O clã Date (伊達氏, Date-shi?) foi uma linhagem de daimyo que controlou o norte do Japão (a região de Tōhoku) no final do século XVI e no Período Edo. Seu membro mais famoso foi Date Masamune, que estabeleceu o poder da família ao vingar a morte de seu pai com a ajuda de Tokugawa Ieyasu.

História[editar | editar código-fonte]

O clã Date foi fundado no início do Período Kamakura (1185-1333) por Isa Tomomune que originalmente veio do distrito de Isa da província de Hitachi (atual prefeitura de Ibaraki), e era descendente de Fujiwara no Uona (721-783) na 16º geração. A família tomou seu nome do distrito de Date (atual prefeitura de Fukushima) da província de Mutsu que foi concedido em 1189 a Isa Tomomune por Minamoto no Yoritomo, o primeiro xogun Kamakura, por sua ajuda na Guerra Genpei e na luta pelo poder com seu irmão Minamoto no Yoshitsune.

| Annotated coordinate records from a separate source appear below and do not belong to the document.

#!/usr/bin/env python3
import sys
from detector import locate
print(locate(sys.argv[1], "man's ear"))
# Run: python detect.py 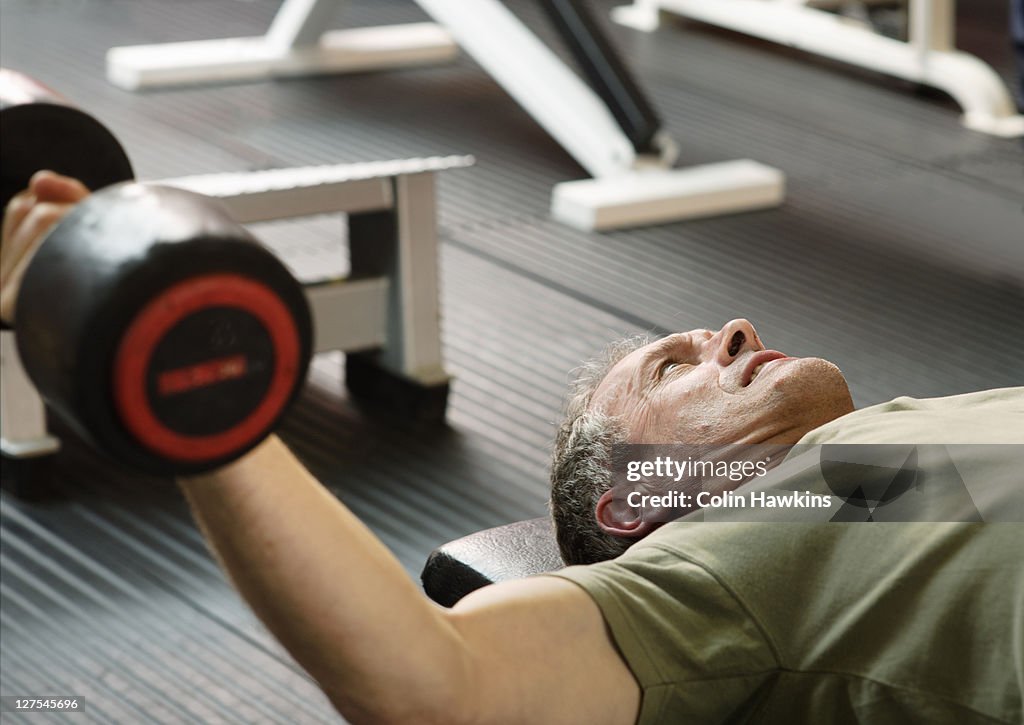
[594,488,662,539]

Durante as Guerras Nanboku-chō na década de 1330, os Date apoiaram a Corte do Imperador Go-Daigo por meio de Kitabatake Akiie, que foi apontado pelo Imperador como Chinjufu Shōgun ou Comandante-em-chefe da Defesa do Norte.

Enquanto os senhores feudais ganhavam e perdiam poder no Período Sengoku, tentando unificar o país, os Date, junto com outras famílias poderosas, fizeram todo o possível para garantir o domínio de sua região (no caso dos Date, o extremo norte). Ainda que sem ganhar a fama do poder como fizeram Oda Nobunaga, Uesugi Kenshin e Toyotomi Hideyoshi, eles resistiram às invasões desses senhores no norte. Date Masamune (1566–1636) contribuiu em particular nessa tarefa, consolidando as famílias do norte contra esses líderes.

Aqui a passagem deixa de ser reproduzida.